Factor 1 was closely associated with PP (37.6%), MP (21.7%) and TCS (20.5%) which are commonly used as preservatives and disinfectants in daily chemical products. This factor mainly represented domestic sewage. Factor 2 likely represented the sewage from WWTPs, as the most detected PPCPs were related to factor 2 and proved challenging to remove in WWTPs. Factor 3 exhibited high loadings of PP (55.4%) and TCC (36.0%), suggesting a potential source from pharmaceutical company discharge. Factor 4 was mainly linked to 5-TT (42.3%), XT (29.1%) and BP (25.8%). According to the pollution source monitoring and management platform in Hangzhou, Factor 4 originated from the wastewater of food processing factories.
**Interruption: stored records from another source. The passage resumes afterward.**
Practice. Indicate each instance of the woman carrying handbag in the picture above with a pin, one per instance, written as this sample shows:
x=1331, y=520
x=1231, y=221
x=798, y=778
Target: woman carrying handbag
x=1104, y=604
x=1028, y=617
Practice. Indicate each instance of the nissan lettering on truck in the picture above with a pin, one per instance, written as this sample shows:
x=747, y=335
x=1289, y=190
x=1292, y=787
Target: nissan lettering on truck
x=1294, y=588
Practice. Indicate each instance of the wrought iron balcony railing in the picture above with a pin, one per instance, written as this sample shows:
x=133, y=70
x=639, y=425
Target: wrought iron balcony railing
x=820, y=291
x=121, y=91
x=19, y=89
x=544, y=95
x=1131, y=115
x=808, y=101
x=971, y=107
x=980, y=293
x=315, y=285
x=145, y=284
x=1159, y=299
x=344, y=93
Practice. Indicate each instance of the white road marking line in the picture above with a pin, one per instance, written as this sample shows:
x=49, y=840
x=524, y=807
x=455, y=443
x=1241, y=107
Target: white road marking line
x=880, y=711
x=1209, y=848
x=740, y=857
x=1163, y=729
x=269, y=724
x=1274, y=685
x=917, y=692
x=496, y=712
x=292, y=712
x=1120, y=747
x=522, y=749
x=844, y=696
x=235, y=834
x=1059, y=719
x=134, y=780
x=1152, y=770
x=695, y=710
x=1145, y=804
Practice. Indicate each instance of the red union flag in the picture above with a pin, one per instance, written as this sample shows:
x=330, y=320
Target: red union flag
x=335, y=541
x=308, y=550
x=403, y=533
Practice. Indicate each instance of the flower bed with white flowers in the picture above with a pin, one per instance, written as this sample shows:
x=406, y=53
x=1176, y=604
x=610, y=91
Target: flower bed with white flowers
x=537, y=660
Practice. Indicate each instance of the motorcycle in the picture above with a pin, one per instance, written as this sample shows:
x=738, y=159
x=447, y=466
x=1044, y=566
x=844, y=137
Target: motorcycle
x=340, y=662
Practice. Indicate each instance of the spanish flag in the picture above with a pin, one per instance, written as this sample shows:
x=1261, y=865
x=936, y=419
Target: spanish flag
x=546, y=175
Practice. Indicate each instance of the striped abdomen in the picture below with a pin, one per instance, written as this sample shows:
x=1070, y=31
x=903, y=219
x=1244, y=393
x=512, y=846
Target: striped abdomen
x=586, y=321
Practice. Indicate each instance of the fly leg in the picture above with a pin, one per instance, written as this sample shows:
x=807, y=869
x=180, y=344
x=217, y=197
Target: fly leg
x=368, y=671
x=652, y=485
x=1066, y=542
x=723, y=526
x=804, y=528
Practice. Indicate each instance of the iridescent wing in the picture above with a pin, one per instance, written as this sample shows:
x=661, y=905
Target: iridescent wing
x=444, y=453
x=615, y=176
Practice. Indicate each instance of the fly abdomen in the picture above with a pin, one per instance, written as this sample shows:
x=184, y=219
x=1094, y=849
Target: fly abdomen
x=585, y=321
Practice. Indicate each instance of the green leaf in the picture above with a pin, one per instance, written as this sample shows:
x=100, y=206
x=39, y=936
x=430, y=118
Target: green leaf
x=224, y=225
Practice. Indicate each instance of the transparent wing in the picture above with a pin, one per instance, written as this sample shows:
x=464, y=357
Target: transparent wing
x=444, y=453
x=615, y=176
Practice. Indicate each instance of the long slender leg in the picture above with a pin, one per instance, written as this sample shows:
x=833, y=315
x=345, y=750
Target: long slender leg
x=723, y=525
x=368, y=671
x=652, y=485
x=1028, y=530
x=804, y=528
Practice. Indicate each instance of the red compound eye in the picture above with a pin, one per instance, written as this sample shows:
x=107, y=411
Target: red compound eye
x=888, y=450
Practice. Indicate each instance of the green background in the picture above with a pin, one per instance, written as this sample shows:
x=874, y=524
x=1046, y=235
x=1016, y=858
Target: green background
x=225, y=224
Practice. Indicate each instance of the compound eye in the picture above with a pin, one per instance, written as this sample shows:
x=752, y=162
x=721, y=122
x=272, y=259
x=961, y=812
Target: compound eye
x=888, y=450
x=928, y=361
TCC and TCS were closely associated with Factor 5 and frequently detected in hospital drainage. Thus, Factor 5 could be attributed to hospital drainage. Factor 6 likely represented the wastewater of electroplating enterprises owing to higher loads of BTs, which served as rust and corrosion inhibitors for metals.
The contribution rate calculation by the PMF model indicated that the primary source of PPCPs was the wastewater from electroplating enterprises (Factor 6), constituting 54.0% of the total concentration. Additionally, the WWTPs discharge emerged as the second most dominant source, contributing 35.2% to the total concentration (Factor 2). This observation was consistent with findings from other studies, which also identified WWTPs discharge as a significant source of PPCPs21. Furthermore, the contribution concentrations of domestic sewage related to PPCPs cannot be ignored, accounting for 10.7% of the total concentration (Factor 1). A study20 has also reported domestic sewage as a main source of antibiotics.
3.5 Risk assessment of PPCPs in surface water and sediment
The ecological effects of PPCPs have received increasing attention, and a previous study has suggested that Daphnia magna may exhibit higher sensitivity to PPCPs compared with algae and fish35. This study examined the ecological risk posed by PPCPs on zooplankton (Daphnia magna) in both surface water and sediment, as shown in Fig. 10 and Fig. 11. In an aqueous environment, the RQ values of TCS exceeded 1.0 at all sampling sites, suggesting a high risk of TCS in both wet and dry seasons. TCC and XT exhibited medium risk levels from QB to ZTJ, with RQ values ranging from 0.01 to 0.1, but displayed low-risk levels during the dry season. However, TCC and XT posed no risks at any sampling sites during the wet season. In addition, the RQ values of BP, PP, EP, MP, CBT, 5-TT and BT remained below 0.01 in both wet and dry seasons, indicating negligible risks associated with these compounds. However, these pollutants posed slightly higher ecological risks in the dry season compared with the wet season.
The ecological risk of PPCPs in the sediment on zooplankton (Daphnia magna) exhibited similar trends in both wet and dry seasons (Fig. 11). The RQ values of TCS ranged from 0.01 and 0.10, indicating a low risk to Daphnia magna. Moreover, other detected PPCPs (BT, 5-TT, CBT, XT, MP, EP, PP, BP, and TCS) posed no risks. A comparison of RQ in both wet and dry seasons indicated no significant difference in the ecological risks posed by PPCPs. Furthermore, the ecological risks decreased from water to sediment.